333-9817, as filed with the Securities and Exchange Commission (the 
"Commission"), (the "Registration Statement"), in connection with the 
registration under the Securities Act of 1933, as amended (the "Act"), of 
$4,000,000,000 principal amount of debt securities of Sears Roebuck 
Acceptance Corp. ("SRAC"), for an offering to be made on a continuous or 
delayed basis pursuant to the provisions of Rule 415
under the Act, (ii) the final prospectus, dated August 22, 1996, relating to the
offering and sale of $2,000,000,000 of the aforesaid debt securities, which is 
part of the Registration Statement referred to in (i) above (the 
"Prospectus"), and the Prospectus Supplement, dated August 22, 1996, (the 
"Prospectus Supplement") relating to the offering and sale of up to 
$2,000,000,000 aggregate principal amount (or its equivalent in foreign 
currencies) of Medium-Term Notes Series III of SRAC (the "Notes"),  (iii) the
Indenture dated as of May 15, 1995, between the Company and The Chase 
Manhattan Bank, N.A., as Trustee, relating to the aforesaid debt securities,
(iv) the Distribution Agreement, dated August 22, 1996, between
SRAC, Sears, Goldman, Sachs & Co., Merrill Lynch, Pierce Fenner & Smith
Incorporated, Morgan Stanley & Co. Incorporated and Salomon Brothers Inc, and 
(vi) the forms of the Notes.  I am familiar with the proceedings heretofore 
taken, and the additional proceedings proposed to be taken relating to the 
determination of certain terms not set forth in the forms of Notes, by SRAC 
in connection with the authorization, issuance and sale of the Notes.
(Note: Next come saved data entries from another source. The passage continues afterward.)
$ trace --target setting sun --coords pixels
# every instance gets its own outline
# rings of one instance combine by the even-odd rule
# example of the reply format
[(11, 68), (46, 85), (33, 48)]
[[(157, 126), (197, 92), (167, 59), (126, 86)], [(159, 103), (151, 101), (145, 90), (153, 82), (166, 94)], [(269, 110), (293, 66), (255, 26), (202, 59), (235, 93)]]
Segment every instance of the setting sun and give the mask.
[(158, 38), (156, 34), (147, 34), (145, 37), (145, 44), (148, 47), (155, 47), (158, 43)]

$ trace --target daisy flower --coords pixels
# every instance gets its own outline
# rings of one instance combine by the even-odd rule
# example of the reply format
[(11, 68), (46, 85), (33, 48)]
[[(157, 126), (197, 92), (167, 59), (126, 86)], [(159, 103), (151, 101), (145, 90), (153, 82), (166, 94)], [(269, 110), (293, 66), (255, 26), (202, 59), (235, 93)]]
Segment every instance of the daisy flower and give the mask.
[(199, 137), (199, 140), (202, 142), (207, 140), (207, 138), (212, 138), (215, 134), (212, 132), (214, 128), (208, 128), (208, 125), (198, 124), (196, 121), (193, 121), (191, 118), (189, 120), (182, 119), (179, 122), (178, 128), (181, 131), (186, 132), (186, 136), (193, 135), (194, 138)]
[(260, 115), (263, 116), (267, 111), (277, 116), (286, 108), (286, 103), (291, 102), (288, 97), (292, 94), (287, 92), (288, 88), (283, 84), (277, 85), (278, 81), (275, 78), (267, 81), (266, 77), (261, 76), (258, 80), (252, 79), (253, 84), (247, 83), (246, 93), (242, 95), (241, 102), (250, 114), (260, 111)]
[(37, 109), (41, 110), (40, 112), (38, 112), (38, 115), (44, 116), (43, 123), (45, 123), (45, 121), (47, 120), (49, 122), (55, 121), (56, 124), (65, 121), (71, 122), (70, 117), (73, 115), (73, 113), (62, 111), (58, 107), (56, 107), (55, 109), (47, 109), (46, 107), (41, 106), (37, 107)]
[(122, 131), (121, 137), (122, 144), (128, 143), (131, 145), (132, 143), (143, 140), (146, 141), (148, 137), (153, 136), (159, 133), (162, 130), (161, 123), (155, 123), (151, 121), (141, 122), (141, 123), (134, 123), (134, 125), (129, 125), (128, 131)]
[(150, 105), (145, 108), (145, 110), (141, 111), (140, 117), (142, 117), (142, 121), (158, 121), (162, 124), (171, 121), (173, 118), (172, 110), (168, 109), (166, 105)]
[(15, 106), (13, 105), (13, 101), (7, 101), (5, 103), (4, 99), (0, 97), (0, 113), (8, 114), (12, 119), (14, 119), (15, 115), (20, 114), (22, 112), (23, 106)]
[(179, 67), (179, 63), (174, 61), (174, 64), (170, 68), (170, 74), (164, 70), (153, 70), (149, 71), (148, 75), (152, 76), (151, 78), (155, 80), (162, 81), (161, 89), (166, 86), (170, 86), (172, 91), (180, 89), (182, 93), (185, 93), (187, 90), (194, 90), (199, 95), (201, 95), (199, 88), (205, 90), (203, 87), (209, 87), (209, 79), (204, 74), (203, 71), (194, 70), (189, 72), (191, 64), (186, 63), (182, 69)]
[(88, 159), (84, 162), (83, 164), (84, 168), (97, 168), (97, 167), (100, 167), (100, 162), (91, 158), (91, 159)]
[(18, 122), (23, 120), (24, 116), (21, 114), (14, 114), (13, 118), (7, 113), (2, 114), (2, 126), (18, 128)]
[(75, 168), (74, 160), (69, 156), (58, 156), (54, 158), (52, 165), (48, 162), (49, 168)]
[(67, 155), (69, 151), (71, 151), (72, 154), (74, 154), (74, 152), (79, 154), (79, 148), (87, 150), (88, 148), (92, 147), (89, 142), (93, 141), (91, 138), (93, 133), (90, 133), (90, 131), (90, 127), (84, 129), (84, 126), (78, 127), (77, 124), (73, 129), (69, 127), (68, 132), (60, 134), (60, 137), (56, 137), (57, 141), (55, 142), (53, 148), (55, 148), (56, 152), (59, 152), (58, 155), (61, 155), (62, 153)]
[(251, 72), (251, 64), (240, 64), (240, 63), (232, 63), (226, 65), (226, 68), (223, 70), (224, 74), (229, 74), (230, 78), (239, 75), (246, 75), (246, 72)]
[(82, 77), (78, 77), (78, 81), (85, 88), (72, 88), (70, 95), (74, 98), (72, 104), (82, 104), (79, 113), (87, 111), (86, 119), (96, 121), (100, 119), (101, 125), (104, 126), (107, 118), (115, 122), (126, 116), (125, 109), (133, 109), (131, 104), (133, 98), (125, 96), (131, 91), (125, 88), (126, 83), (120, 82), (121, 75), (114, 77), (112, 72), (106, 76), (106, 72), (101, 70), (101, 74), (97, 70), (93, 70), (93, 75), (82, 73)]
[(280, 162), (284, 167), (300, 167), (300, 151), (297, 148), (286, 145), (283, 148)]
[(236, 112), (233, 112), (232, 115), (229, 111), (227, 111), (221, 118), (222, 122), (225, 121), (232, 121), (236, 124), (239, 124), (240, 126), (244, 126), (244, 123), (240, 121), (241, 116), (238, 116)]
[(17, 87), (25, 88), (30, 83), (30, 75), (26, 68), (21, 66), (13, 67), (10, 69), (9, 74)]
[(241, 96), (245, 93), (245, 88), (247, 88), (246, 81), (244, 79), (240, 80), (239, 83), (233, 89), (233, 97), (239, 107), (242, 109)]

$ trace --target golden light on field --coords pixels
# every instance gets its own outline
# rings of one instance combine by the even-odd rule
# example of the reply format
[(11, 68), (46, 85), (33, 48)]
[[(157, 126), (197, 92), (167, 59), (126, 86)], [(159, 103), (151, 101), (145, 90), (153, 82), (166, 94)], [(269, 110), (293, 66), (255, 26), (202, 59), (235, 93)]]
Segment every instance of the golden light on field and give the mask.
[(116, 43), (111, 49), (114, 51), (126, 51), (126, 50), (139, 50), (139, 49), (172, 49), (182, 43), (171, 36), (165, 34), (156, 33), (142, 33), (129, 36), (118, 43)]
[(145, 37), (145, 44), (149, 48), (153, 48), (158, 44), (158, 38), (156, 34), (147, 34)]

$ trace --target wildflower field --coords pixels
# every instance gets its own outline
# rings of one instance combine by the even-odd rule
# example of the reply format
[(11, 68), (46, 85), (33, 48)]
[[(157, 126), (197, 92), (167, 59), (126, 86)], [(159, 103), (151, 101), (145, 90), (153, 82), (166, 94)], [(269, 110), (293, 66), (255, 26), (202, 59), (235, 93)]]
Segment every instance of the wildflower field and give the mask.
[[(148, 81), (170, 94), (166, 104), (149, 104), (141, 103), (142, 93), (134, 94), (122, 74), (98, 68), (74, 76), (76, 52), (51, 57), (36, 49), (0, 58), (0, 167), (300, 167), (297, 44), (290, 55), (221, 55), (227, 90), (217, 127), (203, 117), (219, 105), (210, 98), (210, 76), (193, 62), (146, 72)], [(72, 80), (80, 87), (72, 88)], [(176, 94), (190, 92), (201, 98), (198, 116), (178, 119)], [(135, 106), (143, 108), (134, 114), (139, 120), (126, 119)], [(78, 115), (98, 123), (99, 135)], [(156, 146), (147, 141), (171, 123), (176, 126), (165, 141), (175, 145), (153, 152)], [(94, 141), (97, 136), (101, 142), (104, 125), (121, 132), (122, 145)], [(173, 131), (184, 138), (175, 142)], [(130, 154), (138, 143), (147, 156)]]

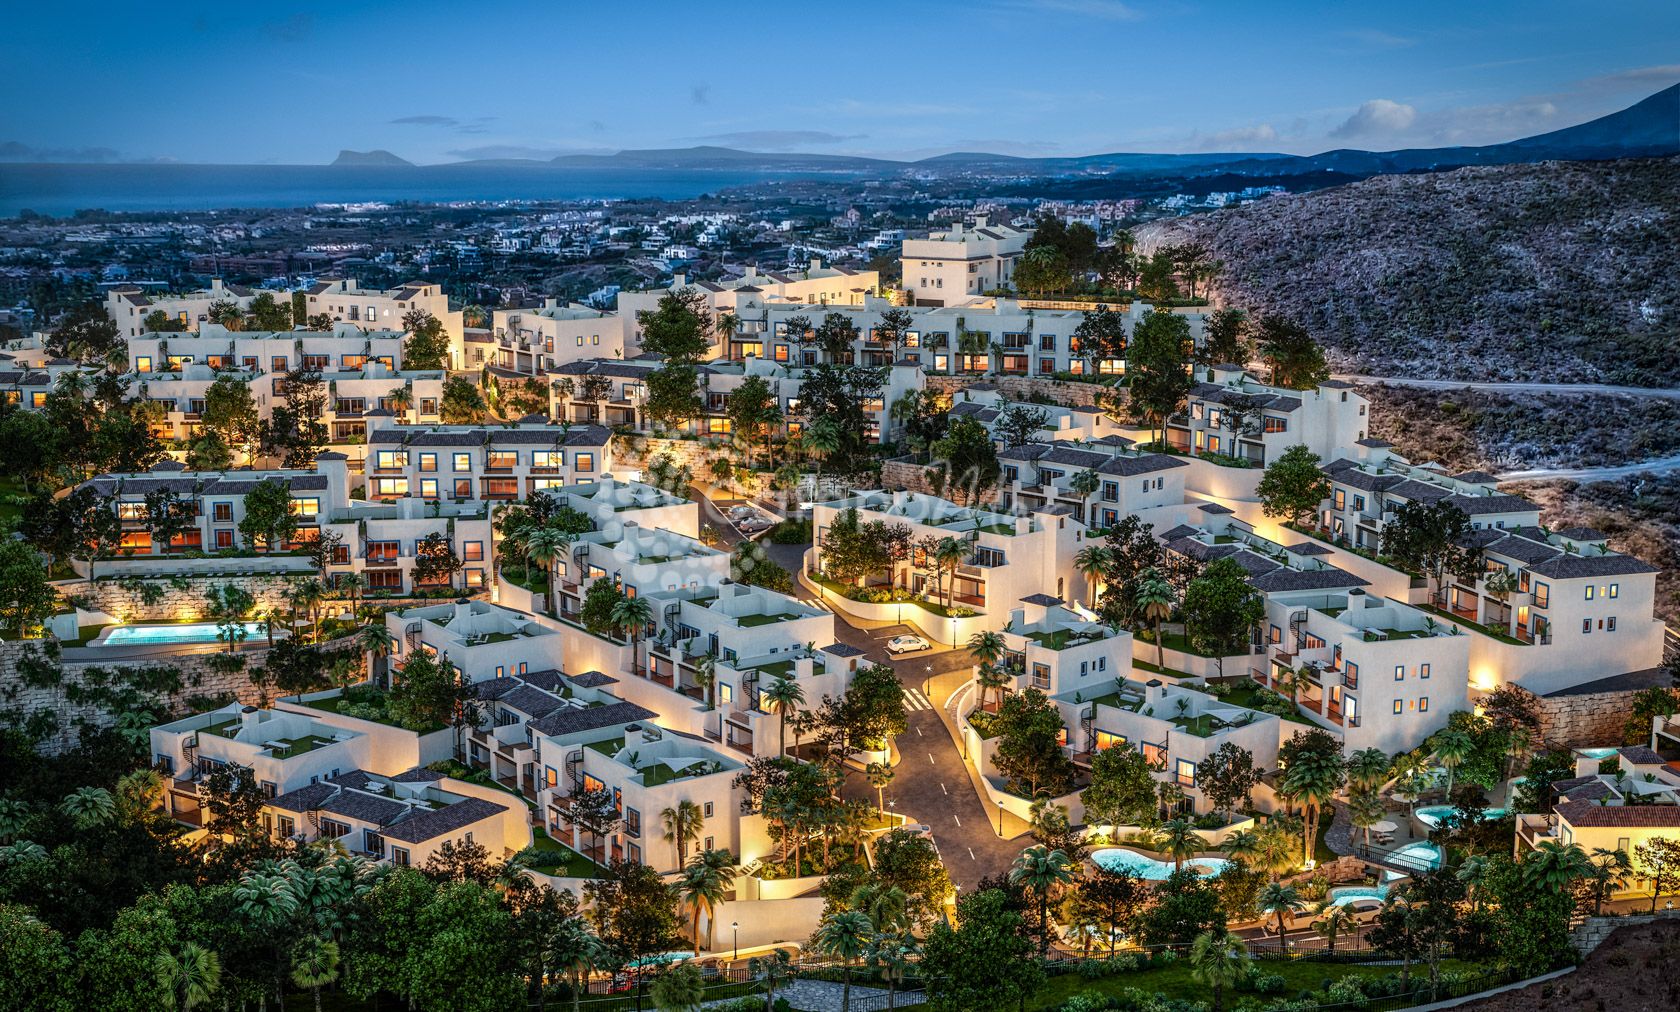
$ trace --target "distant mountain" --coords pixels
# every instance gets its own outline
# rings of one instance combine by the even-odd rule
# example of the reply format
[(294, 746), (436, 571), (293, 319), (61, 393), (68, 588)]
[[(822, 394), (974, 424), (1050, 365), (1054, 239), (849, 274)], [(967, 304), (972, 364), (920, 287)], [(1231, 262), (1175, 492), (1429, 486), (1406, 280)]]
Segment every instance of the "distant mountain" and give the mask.
[(414, 163), (409, 161), (406, 158), (399, 158), (398, 156), (391, 154), (391, 152), (386, 151), (383, 148), (376, 149), (374, 151), (351, 151), (349, 148), (345, 148), (343, 151), (340, 151), (338, 153), (337, 158), (333, 159), (332, 164), (334, 164), (334, 165), (382, 165), (382, 166), (408, 165), (408, 166), (412, 166)]
[(548, 164), (567, 169), (761, 169), (778, 172), (896, 172), (904, 162), (856, 155), (780, 154), (712, 146), (649, 148), (610, 155), (560, 155)]
[(1206, 243), (1224, 302), (1302, 323), (1347, 371), (1680, 382), (1680, 156), (1384, 175), (1136, 236)]

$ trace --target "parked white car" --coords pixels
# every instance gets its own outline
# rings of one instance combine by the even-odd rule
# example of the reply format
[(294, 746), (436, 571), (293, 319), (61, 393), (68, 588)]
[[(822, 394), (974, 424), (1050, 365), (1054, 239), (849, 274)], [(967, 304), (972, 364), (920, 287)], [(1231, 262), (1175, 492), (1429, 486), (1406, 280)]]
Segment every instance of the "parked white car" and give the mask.
[(887, 641), (889, 654), (913, 654), (918, 650), (928, 650), (933, 646), (920, 636), (894, 636)]
[[(1342, 904), (1342, 906), (1347, 910), (1348, 916), (1353, 919), (1353, 923), (1369, 924), (1377, 919), (1378, 914), (1382, 913), (1383, 901), (1374, 896), (1362, 896), (1356, 900), (1349, 900), (1347, 903)], [(1323, 919), (1324, 915), (1319, 914), (1313, 919), (1313, 923), (1317, 924)]]

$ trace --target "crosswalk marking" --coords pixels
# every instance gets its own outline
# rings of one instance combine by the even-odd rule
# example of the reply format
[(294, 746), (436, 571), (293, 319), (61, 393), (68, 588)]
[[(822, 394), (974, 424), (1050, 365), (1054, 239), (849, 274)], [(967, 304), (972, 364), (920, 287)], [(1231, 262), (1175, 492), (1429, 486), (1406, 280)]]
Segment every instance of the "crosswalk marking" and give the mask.
[(904, 708), (906, 710), (931, 710), (933, 709), (933, 703), (929, 702), (928, 698), (922, 695), (922, 691), (920, 689), (905, 689)]

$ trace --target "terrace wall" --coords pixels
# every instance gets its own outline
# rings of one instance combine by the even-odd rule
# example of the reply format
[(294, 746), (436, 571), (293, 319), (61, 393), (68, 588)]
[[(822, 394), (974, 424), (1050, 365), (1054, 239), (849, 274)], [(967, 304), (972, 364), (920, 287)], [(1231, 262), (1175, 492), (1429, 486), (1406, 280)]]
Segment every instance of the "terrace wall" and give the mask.
[[(159, 559), (161, 564), (166, 560)], [(243, 560), (247, 567), (253, 560)], [(104, 565), (103, 563), (101, 564)], [(161, 568), (161, 566), (160, 566)], [(310, 570), (313, 572), (313, 570)], [(284, 610), (291, 589), (279, 573), (169, 573), (88, 580), (64, 588), (66, 597), (76, 598), (88, 611), (102, 611), (124, 622), (173, 621), (197, 618), (213, 587), (237, 586), (256, 598), (256, 611)], [(162, 594), (154, 603), (149, 595)]]
[[(1521, 688), (1521, 686), (1513, 686)], [(1526, 690), (1524, 690), (1526, 691)], [(1568, 696), (1529, 693), (1540, 718), (1539, 739), (1565, 748), (1592, 748), (1622, 741), (1622, 725), (1633, 712), (1639, 689), (1583, 692)]]
[(1078, 408), (1102, 403), (1101, 398), (1117, 398), (1124, 405), (1128, 398), (1125, 387), (1111, 387), (1102, 383), (1080, 383), (1040, 376), (928, 376), (927, 389), (950, 394), (960, 399), (964, 390), (976, 383), (989, 383), (1005, 399), (1031, 401), (1048, 398), (1063, 407)]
          Subject to the completion of the additional proceedings referred
to above, I am of the opinion that the Notes will, upon the issuance and sale
thereof in the manner referred to in the Prospectus and Prospectus Supplement, 
be legally issued and binding obligations of SRAC in accordance with their 
terms, subject to insolvency, bankruptcy, reorganization, or other laws 
relating to or affecting the enforcement of creditors' rights or by general 
equity principles.

          I express no opinion as to whether, with respect to any Notes
denominated in a currency other than United States dollars, a court located in 
the United States of America would grant a judgment relating to the Notes in
other than United States dollars nor an opinion as to the date which any such
court would utilize for determining the rate of conversion into United States
dollars in granting such judgment.

          I consent to the incorporation by reference of this opinion into
the Registration Statement and to the references to me in the Prospectus.

                              Very truly yours,

                              /S/Robert J. Pence

                              Robert J. Pence
                              Vice President, Law
                              Sears, Roebuck and Co.